The black wings attached to me felt her too. And they found something better to eat than my paltry seventeen years of memory.
Nakita screamed in agony as the black wings let go of me and cleaved to her instead. Pain lifted from me as they parted from my soul, embedding themselves inside the reaper as she passed through me.
I hit the ground, and the shock broke my mental hold on the amulets. Lines burst into existence, two stones tying me to the present. I was again solid. Nakita stood above me, stiff with pain. In my hand was not her sword, but her amulet. By taking one, I’d taken both.
Her voice pitched high in agony, Nakita dropped to kneel upon the ground. Her white wings shimmered into existence, stretching to the high branches. I scuttled backward to Josh, frightened. Josh looked up, one hand to his middle as he watched, shaking as Grace again became a glowing ball of light above us.
A third piercing scream came from Nakita. It didn’t sound human, and fear iced my veins. She had black wingsinside her. I stared, horrified, as I realized what I’d done. But I hadn’t known. I hadn’t known!
Her wings and back arched again in what must have been horrible pain, and her wail cut off with a frightening suddenness as, with a downward thrust of wings, she vanished. Dirt and grass clippings flew, and I cowered.

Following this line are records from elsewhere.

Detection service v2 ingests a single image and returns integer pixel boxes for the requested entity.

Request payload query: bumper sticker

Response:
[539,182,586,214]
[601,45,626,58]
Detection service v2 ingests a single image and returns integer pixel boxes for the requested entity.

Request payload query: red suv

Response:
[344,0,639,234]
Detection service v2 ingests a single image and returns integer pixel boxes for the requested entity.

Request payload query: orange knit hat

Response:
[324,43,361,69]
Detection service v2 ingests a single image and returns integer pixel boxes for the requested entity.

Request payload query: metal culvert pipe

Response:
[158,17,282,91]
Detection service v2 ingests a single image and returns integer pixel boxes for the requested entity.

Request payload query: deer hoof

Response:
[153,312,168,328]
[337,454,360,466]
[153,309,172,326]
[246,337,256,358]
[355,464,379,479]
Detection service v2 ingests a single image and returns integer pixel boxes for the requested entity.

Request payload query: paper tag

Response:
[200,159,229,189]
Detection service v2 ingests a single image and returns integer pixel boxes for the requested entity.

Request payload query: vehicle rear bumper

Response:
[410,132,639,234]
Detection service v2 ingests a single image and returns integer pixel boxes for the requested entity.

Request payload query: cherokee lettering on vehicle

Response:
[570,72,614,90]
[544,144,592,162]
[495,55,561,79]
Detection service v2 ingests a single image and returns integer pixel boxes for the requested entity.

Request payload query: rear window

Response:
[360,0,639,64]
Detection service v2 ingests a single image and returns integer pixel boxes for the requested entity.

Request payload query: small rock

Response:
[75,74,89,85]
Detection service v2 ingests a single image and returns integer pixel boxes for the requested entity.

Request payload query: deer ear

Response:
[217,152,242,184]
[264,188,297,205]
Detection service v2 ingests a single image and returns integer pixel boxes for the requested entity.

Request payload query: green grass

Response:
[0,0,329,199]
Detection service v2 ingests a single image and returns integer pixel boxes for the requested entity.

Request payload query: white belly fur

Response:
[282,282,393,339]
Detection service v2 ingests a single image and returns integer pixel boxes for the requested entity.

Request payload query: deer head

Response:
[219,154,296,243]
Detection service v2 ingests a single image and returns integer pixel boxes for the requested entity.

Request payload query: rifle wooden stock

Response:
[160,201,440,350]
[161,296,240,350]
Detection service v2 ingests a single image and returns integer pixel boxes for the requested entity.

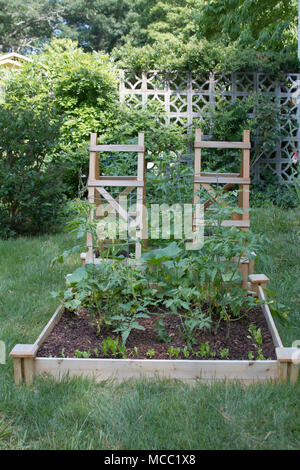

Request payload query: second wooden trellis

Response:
[81,133,147,264]
[193,129,254,288]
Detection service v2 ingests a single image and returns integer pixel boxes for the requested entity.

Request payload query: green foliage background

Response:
[0,0,299,236]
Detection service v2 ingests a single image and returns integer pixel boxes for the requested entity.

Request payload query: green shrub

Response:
[0,105,64,237]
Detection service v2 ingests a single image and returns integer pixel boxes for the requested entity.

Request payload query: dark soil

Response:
[38,307,276,360]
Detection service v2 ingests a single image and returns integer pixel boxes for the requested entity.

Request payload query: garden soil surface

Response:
[37,307,276,360]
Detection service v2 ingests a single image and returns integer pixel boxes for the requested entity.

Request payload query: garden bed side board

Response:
[10,274,299,385]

“Madison,” Grace said, her terrified voice clear over the noise of the middle school band. “Get in the truck. Get Josh and get in the truck.”

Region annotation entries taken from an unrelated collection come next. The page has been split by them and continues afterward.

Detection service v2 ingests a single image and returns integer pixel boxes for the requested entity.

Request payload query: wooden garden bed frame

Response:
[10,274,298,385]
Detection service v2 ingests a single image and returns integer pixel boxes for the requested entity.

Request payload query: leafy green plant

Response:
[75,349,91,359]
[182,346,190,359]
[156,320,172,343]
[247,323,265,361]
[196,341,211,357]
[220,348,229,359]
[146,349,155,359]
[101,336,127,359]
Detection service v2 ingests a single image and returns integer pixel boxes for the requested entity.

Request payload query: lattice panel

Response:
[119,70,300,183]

Nakita was gone, but the black wings were still swarming. There were hundreds of them. I was solid, and Grace was with us, but they were not dissipating. “Josh,” I panted, feeling weary and insubstantial.
Stumbling, I helped him up, Nakita’s amulet wrapped around my wrist. Lurching, I snagged my camera, forgotten on the ground. The truck door was open, and I shoved him in, making him slide across to the passenger side. It was still running, and I thanked God for small favors.
“Is Josh okay?” I panted as I slammed the door shut. The hard gearshift felt like it was going right through to my bones. “Did she hit him?”
“It wasn’t a clean strike,” Grace said. “I would have stopped her entirely, but you got in the way. His soul is hanging by a thread. Get out of here. I can’t stop a concentrated effort if they attack together. I’m hiding you, but two got a taste of you, and the others sense that. Don’t go invisible again. Madison,don’t go invisible ! You’re cracking your amulet a little more every time you do.”
I was shaking as I backed the truck up and then put it into forward gear. Josh was slumped against the passenger door.Don’t go invisible. Grace had said that before. That it drew the black wings in. But I hadn’t had a choice.
“Josh?” I said as we found the pavement and I slowed to an infuriating crawl to avoid the people just now starting to abandon the park. “Josh, talk to me.” I looked behind me, but it was as if no one had heard Nakita scream. No one had seen a winged angel arched in pain in a terrible beauty under the trees.
I reached to shake him, and he groaned. “Hospital,” he whispered. “Madison, I feel like I’m dying. Get me there. Please.”
Fear struck me. I jostled out onto the main road, and then I floored it. Horns blew, and I turned the hazard lights on, for what good they would do.
When my dad found out about this, he was going to kill me. Again.